A three-way race could make it difficult for any candidate to win outright with over 50% of the vote, making a run-off race between the two top vote getters more likely. There is still time for additional candidates to file to run.
If Jacob is reelected in 2016, this would be her final term of office due to term limits approved by voters. She has received over 200 endorsements including Sheriff Bill Gore, District Attorney Bonnie Dumanis, Supervisors Greg Cox and Ron Roberts, Congressman Darrell Issa, and dozens of elected officials in East County.
Anderson has long positioned himself as a tax fighter championing taxpayers, though Jacob backers also praise her record as a fiscal conservative. He previously served on the Padre Dam Municipal Water District Board before his election to the Legislature.
Anderson received endorsement of the San Diego County Republican Party. The County Republican Party is reportedly unhappy over Supervisors’ recent vote to limit campaign contributions by political parties to $25,000 in Supervisor races and $50,000 for countywide races such as district attorney
Reyes survived devastating burns during the Cedar Fire and has volunteered at the San Diego Burn Institute helping others. Named a hero of the Ctdar Fire by the Smithsonian Institute, he is also an archaeologist who helped establish the Barona Museum and Cultural Center.
His key issues in prior campaigns focused on improving fire safety and improving county access for medical marijuana patients. He was defeated by wide margins in all three prior matchups against Jacob, most recently in 2012, when Jacob won by a 78-22 percent margin.
Jacob has been named best legislator by the East County Californians for each of the past five years. She has led efforts to create a county fire department, improve oversight of senior care facilities, launch an Alzheimer’s research project, pass ordinances to enable growth of family-run agricultural and wine businesses, promote solar energy, support creation of new trails and parks, and maintain a balanced budget for county taxpayers.
Anderson has authored only a handful of measures while in Sacramento. Measures of his signed into law include legislation to assist home-schooled children in getting work permits, give disabled veterans free access to state parks, and require the Public Employees Retirement System to divest from investment in Iran.
Jacob has fought against big energy projects and industrial zoning in the backcountry and San Diego’s inland regions, from Sunrise Powerlink to the county’s wind energy ordinance.

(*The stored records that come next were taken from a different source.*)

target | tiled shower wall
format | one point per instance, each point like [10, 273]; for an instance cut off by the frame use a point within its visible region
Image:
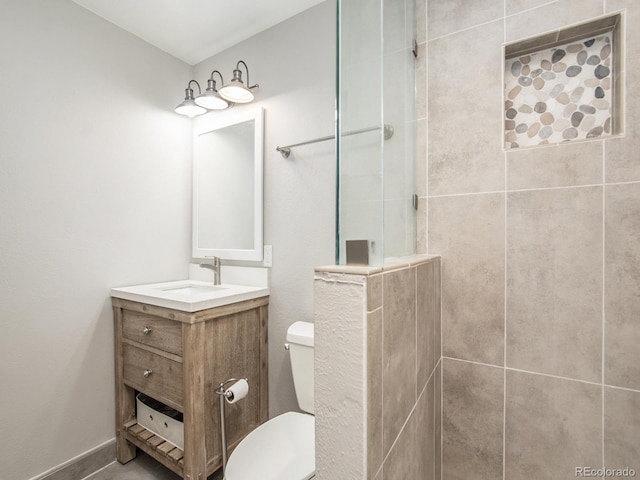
[540, 255]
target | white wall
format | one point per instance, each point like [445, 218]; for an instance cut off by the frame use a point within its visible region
[95, 192]
[294, 63]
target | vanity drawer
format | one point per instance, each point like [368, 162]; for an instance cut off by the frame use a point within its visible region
[157, 332]
[154, 375]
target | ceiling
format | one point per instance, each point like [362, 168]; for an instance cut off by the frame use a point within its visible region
[193, 30]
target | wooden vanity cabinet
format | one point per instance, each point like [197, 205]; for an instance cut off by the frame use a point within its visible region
[180, 358]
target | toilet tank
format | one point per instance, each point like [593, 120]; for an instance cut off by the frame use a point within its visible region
[300, 339]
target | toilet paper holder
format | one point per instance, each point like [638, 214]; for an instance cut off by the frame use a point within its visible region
[228, 395]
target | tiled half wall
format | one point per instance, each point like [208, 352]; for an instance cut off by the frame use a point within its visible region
[377, 354]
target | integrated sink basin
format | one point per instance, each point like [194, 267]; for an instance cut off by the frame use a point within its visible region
[189, 295]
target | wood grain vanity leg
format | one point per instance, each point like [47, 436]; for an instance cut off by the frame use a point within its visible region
[195, 452]
[125, 397]
[263, 319]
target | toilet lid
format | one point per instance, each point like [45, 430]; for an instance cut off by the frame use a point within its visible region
[281, 449]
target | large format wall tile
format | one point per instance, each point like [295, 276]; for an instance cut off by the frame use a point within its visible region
[399, 351]
[428, 319]
[468, 231]
[621, 429]
[465, 126]
[472, 419]
[402, 464]
[623, 161]
[551, 16]
[555, 166]
[438, 420]
[622, 290]
[451, 16]
[374, 391]
[554, 282]
[425, 434]
[517, 6]
[552, 426]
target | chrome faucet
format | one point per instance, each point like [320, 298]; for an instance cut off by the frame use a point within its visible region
[215, 266]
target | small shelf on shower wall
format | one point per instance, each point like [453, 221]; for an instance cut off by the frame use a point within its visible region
[564, 85]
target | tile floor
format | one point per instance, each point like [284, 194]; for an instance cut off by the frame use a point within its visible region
[143, 467]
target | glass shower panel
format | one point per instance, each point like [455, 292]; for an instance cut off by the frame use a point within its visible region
[376, 87]
[399, 178]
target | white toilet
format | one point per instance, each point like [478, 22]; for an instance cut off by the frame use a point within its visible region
[284, 447]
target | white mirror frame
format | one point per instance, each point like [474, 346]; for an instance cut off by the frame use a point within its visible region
[215, 121]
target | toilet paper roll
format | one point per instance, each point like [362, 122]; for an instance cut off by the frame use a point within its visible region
[237, 391]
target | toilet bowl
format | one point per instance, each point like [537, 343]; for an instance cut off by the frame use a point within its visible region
[283, 448]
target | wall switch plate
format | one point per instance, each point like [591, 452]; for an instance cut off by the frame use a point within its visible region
[268, 256]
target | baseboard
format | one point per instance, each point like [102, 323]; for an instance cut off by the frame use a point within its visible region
[84, 464]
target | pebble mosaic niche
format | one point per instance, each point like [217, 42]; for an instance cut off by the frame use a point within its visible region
[560, 94]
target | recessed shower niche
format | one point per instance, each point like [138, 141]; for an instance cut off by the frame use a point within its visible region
[565, 85]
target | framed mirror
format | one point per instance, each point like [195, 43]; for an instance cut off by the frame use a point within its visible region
[227, 185]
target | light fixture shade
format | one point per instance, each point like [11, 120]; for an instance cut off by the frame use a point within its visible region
[236, 92]
[190, 109]
[211, 99]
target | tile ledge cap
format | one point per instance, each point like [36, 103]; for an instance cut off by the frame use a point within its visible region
[389, 264]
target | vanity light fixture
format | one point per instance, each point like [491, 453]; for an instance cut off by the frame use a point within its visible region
[235, 91]
[189, 106]
[211, 99]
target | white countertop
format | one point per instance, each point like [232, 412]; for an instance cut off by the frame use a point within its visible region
[189, 295]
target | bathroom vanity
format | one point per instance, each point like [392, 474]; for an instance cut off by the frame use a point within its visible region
[176, 342]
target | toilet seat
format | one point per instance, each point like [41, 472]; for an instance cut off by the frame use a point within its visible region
[281, 449]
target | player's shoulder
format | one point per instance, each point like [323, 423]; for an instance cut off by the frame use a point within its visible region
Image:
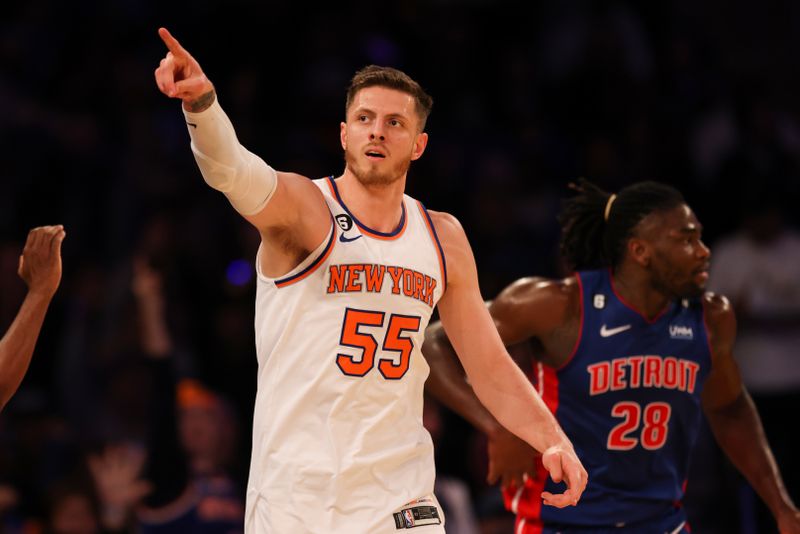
[445, 223]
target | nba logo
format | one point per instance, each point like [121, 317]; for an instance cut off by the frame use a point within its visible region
[409, 517]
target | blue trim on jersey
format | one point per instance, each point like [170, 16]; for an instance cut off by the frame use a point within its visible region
[438, 243]
[364, 226]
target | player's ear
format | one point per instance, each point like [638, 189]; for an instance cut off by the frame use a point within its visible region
[420, 142]
[343, 134]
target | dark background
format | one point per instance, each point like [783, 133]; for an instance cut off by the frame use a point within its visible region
[527, 97]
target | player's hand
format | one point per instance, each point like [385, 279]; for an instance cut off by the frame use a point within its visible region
[116, 473]
[179, 75]
[511, 460]
[40, 262]
[789, 521]
[563, 464]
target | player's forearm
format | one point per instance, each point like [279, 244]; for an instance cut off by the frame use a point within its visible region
[213, 136]
[515, 404]
[447, 383]
[739, 433]
[16, 347]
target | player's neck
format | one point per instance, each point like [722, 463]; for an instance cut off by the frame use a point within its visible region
[636, 289]
[378, 207]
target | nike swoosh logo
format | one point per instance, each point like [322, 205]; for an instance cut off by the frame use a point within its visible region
[344, 239]
[608, 332]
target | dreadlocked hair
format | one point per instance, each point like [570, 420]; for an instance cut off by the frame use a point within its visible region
[596, 228]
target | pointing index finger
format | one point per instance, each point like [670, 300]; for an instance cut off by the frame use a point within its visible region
[172, 44]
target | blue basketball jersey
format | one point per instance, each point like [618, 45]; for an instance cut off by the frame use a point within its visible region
[629, 399]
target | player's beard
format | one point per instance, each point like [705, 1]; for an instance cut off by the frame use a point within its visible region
[371, 175]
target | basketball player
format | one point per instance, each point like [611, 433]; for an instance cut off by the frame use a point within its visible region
[630, 350]
[349, 270]
[40, 268]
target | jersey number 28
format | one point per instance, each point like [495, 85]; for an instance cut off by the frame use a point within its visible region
[654, 425]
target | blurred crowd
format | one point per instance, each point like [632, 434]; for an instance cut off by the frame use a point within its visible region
[136, 413]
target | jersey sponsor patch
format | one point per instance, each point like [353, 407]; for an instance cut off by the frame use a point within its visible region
[417, 515]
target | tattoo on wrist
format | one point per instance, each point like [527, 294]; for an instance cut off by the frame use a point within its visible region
[202, 103]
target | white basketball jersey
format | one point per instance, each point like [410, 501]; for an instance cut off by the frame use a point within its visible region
[338, 441]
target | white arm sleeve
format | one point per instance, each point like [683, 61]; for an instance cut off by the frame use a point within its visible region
[226, 165]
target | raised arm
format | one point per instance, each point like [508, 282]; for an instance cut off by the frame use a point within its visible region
[40, 268]
[735, 422]
[288, 210]
[497, 381]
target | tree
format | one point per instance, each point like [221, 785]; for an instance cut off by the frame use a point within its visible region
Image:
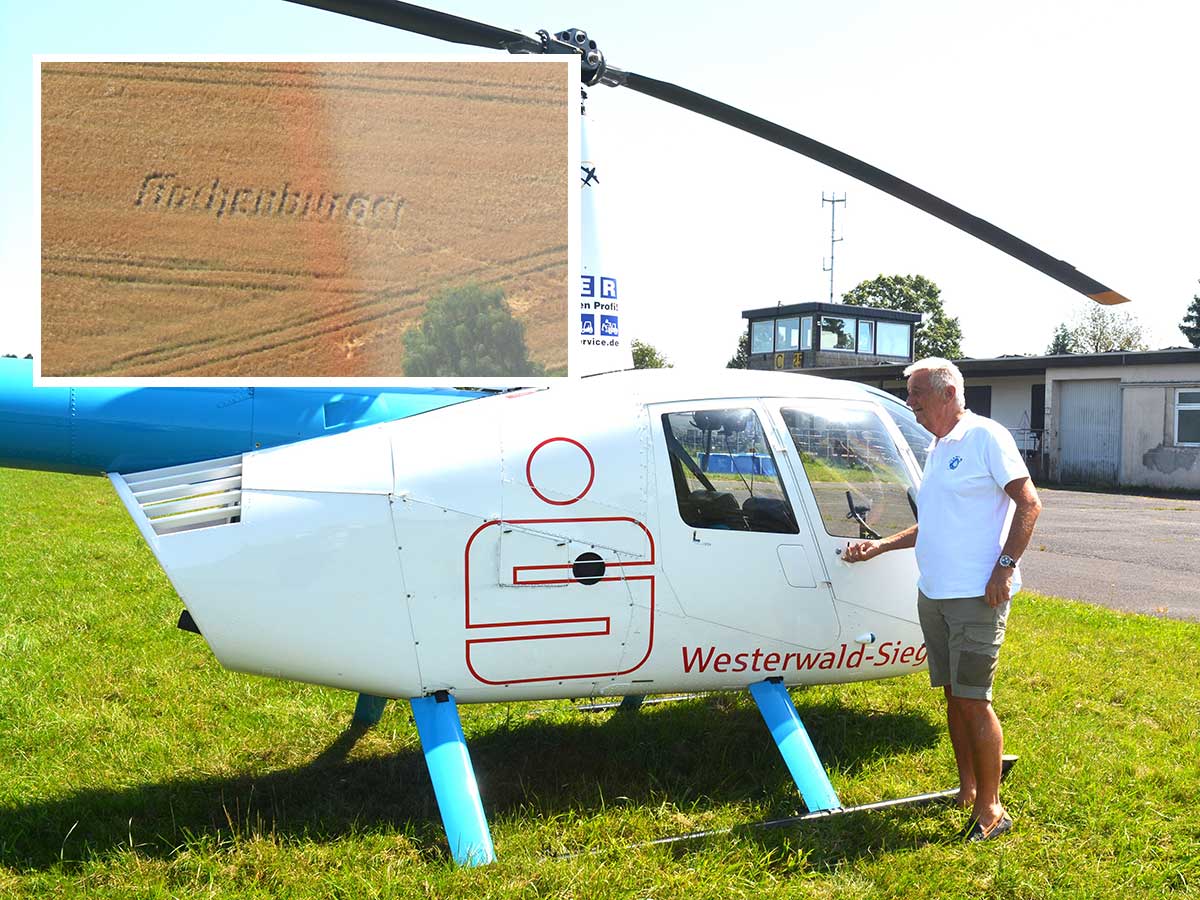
[468, 331]
[646, 357]
[742, 358]
[937, 334]
[1061, 342]
[1097, 329]
[1191, 324]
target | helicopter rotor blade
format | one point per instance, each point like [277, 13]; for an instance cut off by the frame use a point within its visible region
[444, 27]
[869, 174]
[431, 23]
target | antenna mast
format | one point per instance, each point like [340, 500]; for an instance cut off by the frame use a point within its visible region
[833, 201]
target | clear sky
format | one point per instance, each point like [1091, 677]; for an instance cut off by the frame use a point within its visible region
[1072, 125]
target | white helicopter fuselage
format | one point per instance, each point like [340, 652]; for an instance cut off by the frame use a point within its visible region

Anderson refused to take stances on major energy projects such as Quail Brush, Tule Wind and Sunrise Powerlink despite numerous requests from constituents to do so. He recently sent a letter to Supervisors in support of Soitec's proposed solar projects in Boulevard, despite strong community opposition in Boulevard and a San Diego State hydrologist report indicating the projects could irreversibly damage the ecosystem by draining groundwater for construction beyond what can be replenished through rainfall.
Backers of Jacob suggested in a mailing to supporters that Anderson is in the race because his “only interests are advancing a political career and delivering for special interest supporters…” Anderson is the California representative for the American Legislative Exchange Council, which creates model legislation to advance corporate interests.
Anderson has been an effective money raiser for the Republican party but has drawn controversy over his own political contributions.
Anderson has received substantial campaign funding from Sempra Energy/SDG&E as well as Hamann Construction family members. In late 2009, Anderson was fined $20,000 by the Fair Political Practices Commission under a plea bargain arrangement for illegally funneling money from Sempra/SDG&E, Hamann Construction family members and others into his campaign through a Republican central committee in another county. The donations exceeded state limits for donors; Anderson returned contributions from Hamann, Sempra and others. Hamann owns part of the land slated for the controversial Tule Wind project and 765 acres of Soitec's Rugged Solar project, which Anderson supports. Anderson also leases his office space in a building owned by Hamann Companies.
The 2nd Supervisorial district is the largest countywide, including the cities of El Cajon, La Mesa, Lemon Grove, Poway and Santee as well as unincorporated areas of San Diego County.